Brief attention should be devoted to the "weighing" process utilized by the PLRB in reaching its employment status determination in this case. The Board relied upon certain language contained in Section 604(5)
[ 31 Pa. Commw. Page 637]
of Act 195, 43 P.S. § 1101.604(5), as its justification for "weighing the various activities" performed by the individuals in question.*fn3 Specifically, the PLRB stated: "In determining whether these employes are supervisors or management level employes, the Board may take into consideration the extent to which supervisory and non-supervisory functions are performed. Section 604(5)."
In construing the language of Section 604(5) to provide for a "weighing" test applicable in determining management level status versus supervisory status, the PLRB erred. Section 604(5) clearly pertains to the inappropriateness of including first level supervisors in bargaining units with nonsupervisory, i.e., rank and file, personnel. As we stated in Pennsylvania Labor Relations Board v. AFSCME, 20 Pa. Commonwealth Ct. 572, 576, 342 A.2d 155, 158 (1975): "Under Section 604(5), 43 P.S. § 1101.604(5) . . . the Board may not include first level supervisory employees in a rank and file unit, and, in determining supervisory status of employees for this purpose, it 'may take into consideration the extent to which supervisory and nonsupervisory functions are performed.'" (Emphasis added.)

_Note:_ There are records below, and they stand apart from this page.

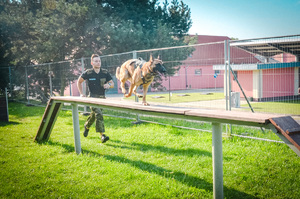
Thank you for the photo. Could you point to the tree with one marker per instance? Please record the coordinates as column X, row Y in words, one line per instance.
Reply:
column 35, row 32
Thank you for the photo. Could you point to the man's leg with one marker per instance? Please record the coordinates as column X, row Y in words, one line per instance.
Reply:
column 100, row 125
column 90, row 120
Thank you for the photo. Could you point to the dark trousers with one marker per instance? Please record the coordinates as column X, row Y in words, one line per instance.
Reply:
column 96, row 115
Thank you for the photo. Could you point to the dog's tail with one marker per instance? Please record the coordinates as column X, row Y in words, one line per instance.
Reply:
column 118, row 73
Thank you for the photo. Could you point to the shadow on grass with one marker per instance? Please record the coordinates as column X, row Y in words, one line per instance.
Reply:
column 182, row 177
column 190, row 152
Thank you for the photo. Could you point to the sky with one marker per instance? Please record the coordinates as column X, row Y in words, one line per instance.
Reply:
column 245, row 19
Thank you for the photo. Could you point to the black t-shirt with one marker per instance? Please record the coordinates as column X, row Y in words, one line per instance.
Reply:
column 96, row 81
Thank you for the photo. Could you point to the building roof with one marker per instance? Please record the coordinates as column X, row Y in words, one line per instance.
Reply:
column 269, row 47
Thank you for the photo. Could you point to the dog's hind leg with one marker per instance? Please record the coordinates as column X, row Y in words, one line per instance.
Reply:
column 134, row 92
column 145, row 89
column 130, row 90
column 122, row 85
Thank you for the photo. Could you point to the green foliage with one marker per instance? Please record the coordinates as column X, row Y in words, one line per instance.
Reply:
column 143, row 161
column 37, row 32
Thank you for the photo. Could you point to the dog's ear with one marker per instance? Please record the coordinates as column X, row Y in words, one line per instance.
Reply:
column 151, row 58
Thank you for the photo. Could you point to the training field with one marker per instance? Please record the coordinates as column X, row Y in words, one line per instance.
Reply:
column 139, row 161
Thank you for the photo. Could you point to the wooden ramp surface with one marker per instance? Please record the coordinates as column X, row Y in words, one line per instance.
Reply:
column 289, row 128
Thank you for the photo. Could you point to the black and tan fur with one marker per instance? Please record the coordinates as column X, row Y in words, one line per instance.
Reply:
column 139, row 72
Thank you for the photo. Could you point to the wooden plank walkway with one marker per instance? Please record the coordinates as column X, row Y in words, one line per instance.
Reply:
column 284, row 126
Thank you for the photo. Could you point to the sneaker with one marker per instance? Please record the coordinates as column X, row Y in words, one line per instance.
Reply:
column 86, row 131
column 104, row 138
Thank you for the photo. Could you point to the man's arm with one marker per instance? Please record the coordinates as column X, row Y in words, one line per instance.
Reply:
column 79, row 86
column 109, row 84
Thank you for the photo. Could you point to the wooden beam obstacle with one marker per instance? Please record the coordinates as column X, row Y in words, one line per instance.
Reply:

We turn now to the PLRB's conclusion that the reading supervisor of the appellant school district is a
[ 31 Pa. Commw. Page 638]
first level supervisor. Since the PLRB found that "[t]here is no evidence that the Reading Supervisor is involved directly in the determination of policy nor is there any evidence that she responsibly directs the implementation of policy," we affirm the Board's conclusion of her first level supervisory status.
Judge Kramer did not participate in the decision in this case.
Now, September 16, 1977, the order of lower Court is affirmed as to the first level supervisor status of the reading supervisor of appellant school district. Its order is reversed as to the status of the principals of appellant school district and this case is remanded to the Pennsylvania Labor Relations Board for further action consistent with this opinion.
Affirmed in part and reversed in part. Case remanded to Pennsylvania Labor Relations Board.